Friday, March 27, 2009

Southern California

Before I do a post on San Francisco, I'd like to briefly discuss southern California. Quite honestly, we had planned on avoiding the entire area out of pure fear but since we decided to cut the east coast out of the trip, we figured we ought to really focus on the west coast. So, without any real plan or strategy, we circled around LA and headed to San Diego, drove back up to the heart of LA, then fled eastward.The city of San Diego literally sits in a desert, yet lush green foliage occurs in such abundance there that you could be tricked into thinking you were in a rain forest. I can't say for sure if this city will exist 50 years from now, but I would be incredibly surprised if they manage to maintain their lush greenery. More striking is the sprawling pattern of development that we saw in both San Diego and Los Angeles. It is almost as if nobody took the time to question the dominant form of development. I should add, that the outermost ring of suburbs was almost totally vacant, or in various states of incompletion.

They say you get what you pay for. In southern California, I think people paid a bit too much. It's important to understand that California is an incredibly beautiful state, with incredibly diverse scenery and ecosystems. Plus, who gets up for the sunrise, the sunset is where it's at.So why not live in a place like this, a paradise, an oasis in the desert? Well, first off, it's not an oasis, it's a desert. Water is piped in from as far as Colorado to supply people with their feeling of comfort. And everybody has a piece of of the pie. Their little 1/6 acre tucked away from the collector roads and interstates and covered with green green grass.

It becomes incredibly clear, just by visiting this place, why plastic surgery is so celebrated and strip malls look like 1500 year-old Italian villas. This is a place uncomfortable with the truth. Their vision of California--with its overflowing springs and lush orchards--did not exist in southern California and it had to be forged out of the dusty desert with imported water and imported labor.
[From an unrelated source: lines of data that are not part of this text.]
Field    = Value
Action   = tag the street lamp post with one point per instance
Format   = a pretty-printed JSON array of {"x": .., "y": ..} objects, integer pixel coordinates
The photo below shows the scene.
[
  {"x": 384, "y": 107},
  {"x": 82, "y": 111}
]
Nothing, near or far, is left untouched. A suburban recreation of Venice sits outside of LA proper. This is truly the epitome of all that is off with southern California. It is a place of superficial illusion, driven by an industry of illusion (film) and full of a people who have enormous illusions about its worth. At least, I suppose (and so must they), it looks a bit different.Southern California is a place of great wealth. Their film and music productions, software, agricultural products and consumptive culture are exported across the world. I suspect, though, that the place they have built sits on the very edge of what their wealth can maintain. I would not be surprised to see massive transformations in this place driven by economic necessity.

As a disclaimer, I am well aware that there are a lot of good people doing good things in these places. They are, unfortunately, completely overwhelmed by people who don't care or don't know how they should help.